Se piratas e bandidos se unem, é apenas natural que o resto da humanidade se una para dar um fim à pirataria e ao banditismo. “Todo estado é uma associação”, notava Aristóteles, “e toda associação é formada em vista de algum bom propósito”. Uma associação política origina-se de causas naturais. Homem e mulher formam uma associação chamada “família” a fim de que a raça humana continue e se multiplique. Aristóteles diz que isso “não é uma questão de escolha”, mas que se deve ao “nosso ímpeto natural... para propagar a própria espécie”. Famílias normalmente pertencem a uma vila, clã ou tribo. E nisto encontramos a associação entre governante e governado, essencial “para o propósito de preservação”. Uma sociedade é naturalmente hierárquica, diz Aristóteles. É necessário que haja líderes que determinem as regras e mantenham a ordem. Deve haver os founding fathers, por assim dizer, e “pais conscritos” – tal como os antigos romanos chamavam seus senadores. Estes organizavam a defesa da comunidade.

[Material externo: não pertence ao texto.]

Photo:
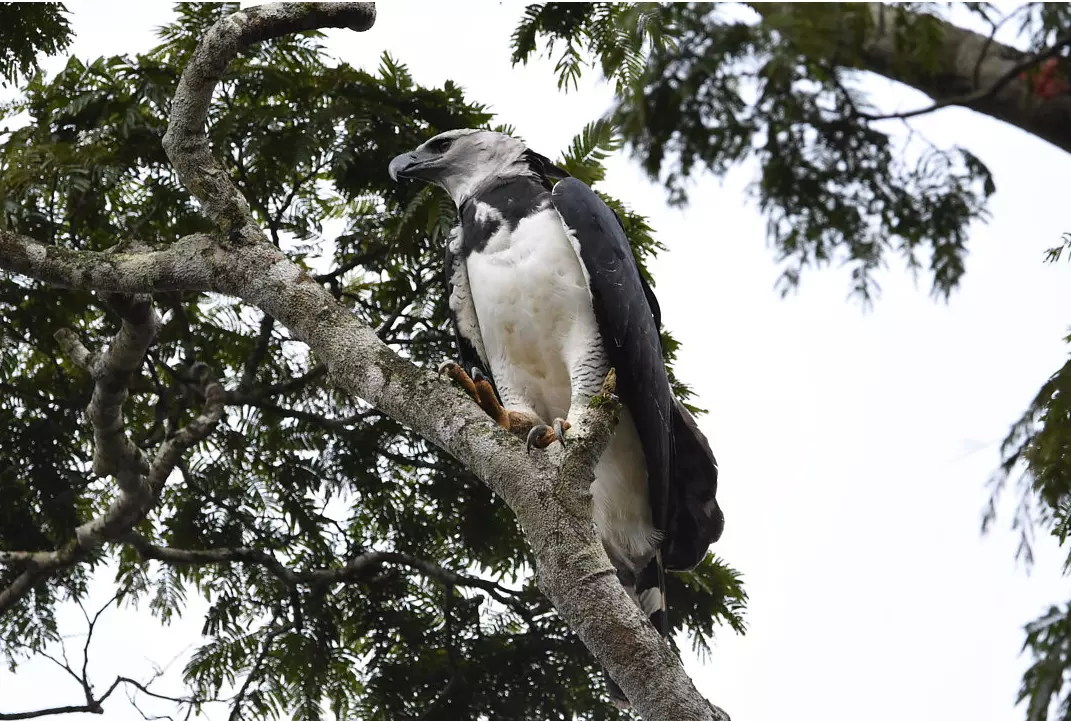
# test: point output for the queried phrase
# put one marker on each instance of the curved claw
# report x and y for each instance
(559, 430)
(536, 437)
(445, 365)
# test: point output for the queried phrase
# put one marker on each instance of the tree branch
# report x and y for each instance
(983, 93)
(969, 69)
(356, 570)
(139, 482)
(545, 491)
(185, 141)
(187, 265)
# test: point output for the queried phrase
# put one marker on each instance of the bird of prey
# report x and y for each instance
(546, 297)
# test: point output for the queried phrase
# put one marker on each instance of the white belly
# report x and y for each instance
(531, 300)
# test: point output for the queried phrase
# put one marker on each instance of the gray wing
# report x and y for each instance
(682, 474)
(470, 349)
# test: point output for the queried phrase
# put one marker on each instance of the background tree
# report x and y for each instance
(705, 88)
(346, 558)
(28, 30)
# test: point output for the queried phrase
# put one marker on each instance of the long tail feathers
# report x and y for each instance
(648, 589)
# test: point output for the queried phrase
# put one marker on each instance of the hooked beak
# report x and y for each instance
(409, 165)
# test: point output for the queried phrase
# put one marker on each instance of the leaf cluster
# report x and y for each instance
(718, 90)
(297, 469)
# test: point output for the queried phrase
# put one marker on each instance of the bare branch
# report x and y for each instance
(185, 141)
(982, 93)
(572, 568)
(187, 265)
(259, 351)
(356, 570)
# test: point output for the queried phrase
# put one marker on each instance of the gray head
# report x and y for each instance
(462, 161)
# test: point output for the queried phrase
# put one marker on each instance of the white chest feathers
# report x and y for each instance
(541, 340)
(533, 308)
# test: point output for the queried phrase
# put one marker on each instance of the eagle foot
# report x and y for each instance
(543, 435)
(479, 389)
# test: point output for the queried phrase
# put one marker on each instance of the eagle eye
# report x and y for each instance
(442, 145)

Em todas as sociedades antigas encontramos o título “pai” no centro da autoridade política – no centro do estado. Mesmo hoje falamos de nossos “Founding Fathers”. Dizemos que George Washington foi o “pai” de seu país. A palavra “patriota” é derivada da palavra latina para pai. Os reis de antigamente eram tratados por “sire”, que significa paternidade. O primeiro conceito de hierarquia política é demonstravelmente derivado do temível conceito de patriarcado. Ele está intimamente ligado à família, ao crescimento da população e aos requisitos à prosperidade. Não é uma questão de concordar ou de discordar com este ordenamento das coisas. Isto é simplesmente como as coisas se deram; é a maneira pela qual a história se desenrolou “naturalmente”. Poder-se-ia dizer que a política deriva da sexualidade – do impulso sexual masculino para dominar (observável em outros mamíferos, especialmente nos “machos alfa”).

Isto nos leva a tocar a lei de ferro da oligarquia, na medida em que organização implica oligarquia. Uma comunidade desorganizada não é páreo para uma sociedade organizada. Se um cidadão pretende exercer os seus “direitos”, precisa estar a salvo de inimigos. Todos os nossos conceitos de liberdade compreendem a existência de oligarquia – quer gostemos disso ou não. Não podemos desfrutar de proteção sem organização. Não podemos ter organização sem hierarquia. Todo mundo não pode ser o chefe. Apenas uns poucos estão de fato no comando das obrigações. Poder e mando de poucos é, por definição, oligarquia. Liberdade política nunca é liberdade absoluta. É uma liberdade dentro de um conjunto estreito e aceito de regras, na esperança de que essa regras envolvam um sistema de pesos e contrapesos.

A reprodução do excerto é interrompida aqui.